PHYSICIAN EASE OF USE
All of the panelists were enchanted by Illumina's announcement earlier this week that it's aiming for a $100 sequenced genome with the unveiling of a new sub-$1 million sequencer. (See Medical Device Daily, Jan. 10, 2017.) But they also were equally cautious about the cost and complexity of analyzing and annotating that data in a form that will be useful to physicians.
"The overwhelming number of health care providers did not go to school when genetic information was in the state it is in today. And there aren't enough genetic counselors and geneticists. We have to figure out really good ways to get the right information to providers, which requires integrated systems at the point of care," said Suzanne Belinson, the Executive Director of the Center for Clinical Effectiveness at the Blue Cross Blue Shield Association, which is not itself a payer.

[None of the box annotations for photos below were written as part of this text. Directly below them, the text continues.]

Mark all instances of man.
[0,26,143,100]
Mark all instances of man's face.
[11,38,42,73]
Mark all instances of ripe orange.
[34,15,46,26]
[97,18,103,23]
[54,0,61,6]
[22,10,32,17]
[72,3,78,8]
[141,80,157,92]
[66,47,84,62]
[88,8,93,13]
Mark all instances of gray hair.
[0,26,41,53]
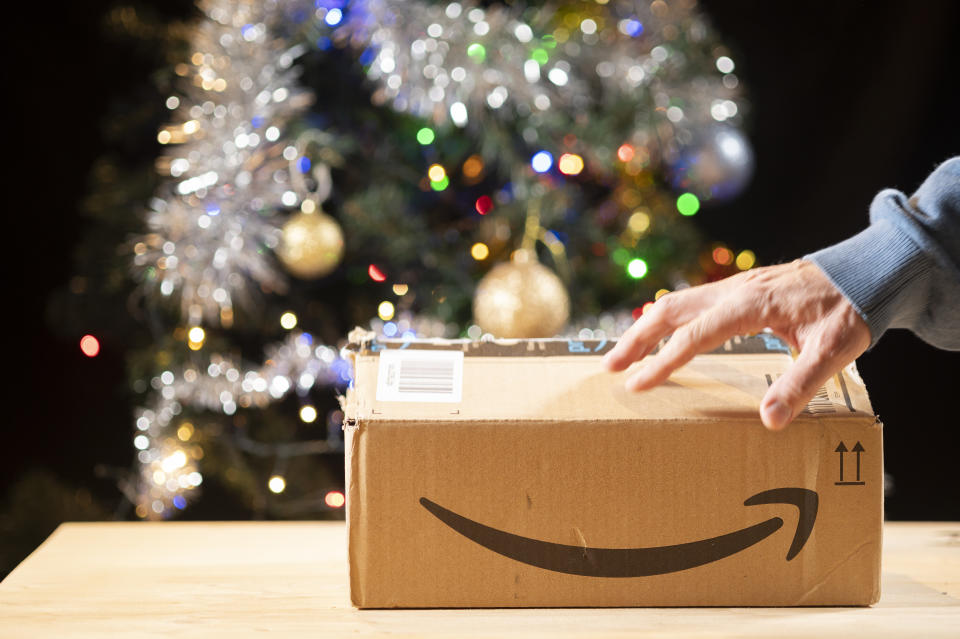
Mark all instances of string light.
[627,257,647,280]
[367,264,387,282]
[530,151,553,173]
[677,193,700,216]
[470,242,490,262]
[713,246,733,266]
[474,195,493,215]
[177,422,193,442]
[377,300,395,321]
[417,126,436,146]
[557,153,583,175]
[267,475,287,495]
[80,335,100,357]
[463,155,483,180]
[737,250,757,271]
[187,326,207,351]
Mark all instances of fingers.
[603,282,732,371]
[626,304,762,391]
[760,346,848,430]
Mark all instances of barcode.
[377,348,463,402]
[764,373,837,415]
[803,386,837,415]
[397,359,455,394]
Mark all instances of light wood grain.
[0,522,960,639]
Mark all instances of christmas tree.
[57,0,755,518]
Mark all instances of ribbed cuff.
[804,219,932,347]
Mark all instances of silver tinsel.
[131,0,744,518]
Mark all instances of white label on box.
[377,348,463,402]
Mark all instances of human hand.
[603,260,870,430]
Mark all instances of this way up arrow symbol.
[833,441,848,481]
[841,442,864,481]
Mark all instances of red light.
[474,195,493,215]
[323,490,347,508]
[367,264,387,282]
[80,335,100,357]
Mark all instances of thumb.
[760,348,843,430]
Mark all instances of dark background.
[0,0,960,574]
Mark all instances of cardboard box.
[345,334,883,608]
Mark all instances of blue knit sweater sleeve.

She later added, "Information for information's sake has a history in medicine. And there are lots of times that has happened. We have to get our technologies that provide information in real-time to providers."
Mayo Clinic's Black suggested that the real cost of genomic information now lies in translating the massive quantity of raw genomic data into current, useful information for a physician that can be employed to better care for patients.
"Even if we have a $100 genome, interpreting it takes a lot of time and expense. A $100 genome is not a $100 genome to get the results out the door, it may be $5,000, depending on how complicated the genome is," he said.
He stressed that any routine preventive testing will need to see costs minimized for adoption, but noted that in diagnostically difficult cases where a genomics analysis is a last resort, payers and patients are more tolerant of costs, particularly if a treatable condition emerges as a result.
REGULATION AND PATIENT RIGHTS
Black and the FDA's Alberto Gutierrez, the Director of Office of the In Vitro Diagnostics and Radiological Health, went toe-to-toe over the regulation of laboratory developed tests (LDTs). Black is enthused about the eventual regulation being in limbo indefinitely, at least until there is a more regulatory-friendly federal leader. He argued that an FDA approval process for LDTs is unrealistic, with tests that can take five years to approve becoming obsolete in six to 12 months.
For his part, Gutierrez agreed it's impractical for the agency to go back and review existing LDT tests, but he said that the agency needs to play a large role in verifying these tests.
"I bet most of you have had LDTs, and you didn't even know it. Patients and physicians don't understand them. If you can go to the Mayo Clinic, great, they subscribe to an international standard. Mayo is crossing their T's and dotting their I's. But more patients have to have an independent review of their test," he said.
Panelists also disagreed on the extent to which researchers and companies owe an obligation to protect the interests of patients, who are part of their research. Black had a pragmatic view, arguing that once patients have signed a disclosure, the only obligation is to operate within those terms.
But Belinson argued that patients need to be actively protected and informed, particularly at each point when their information is commoditized.
"I think this is a consumer protection issue. We probably don't anticipate when we are having a test that this information can be sold and used to make money. We need to give patients an opportunity at each point of sale to opt-in or opt-out," she argued.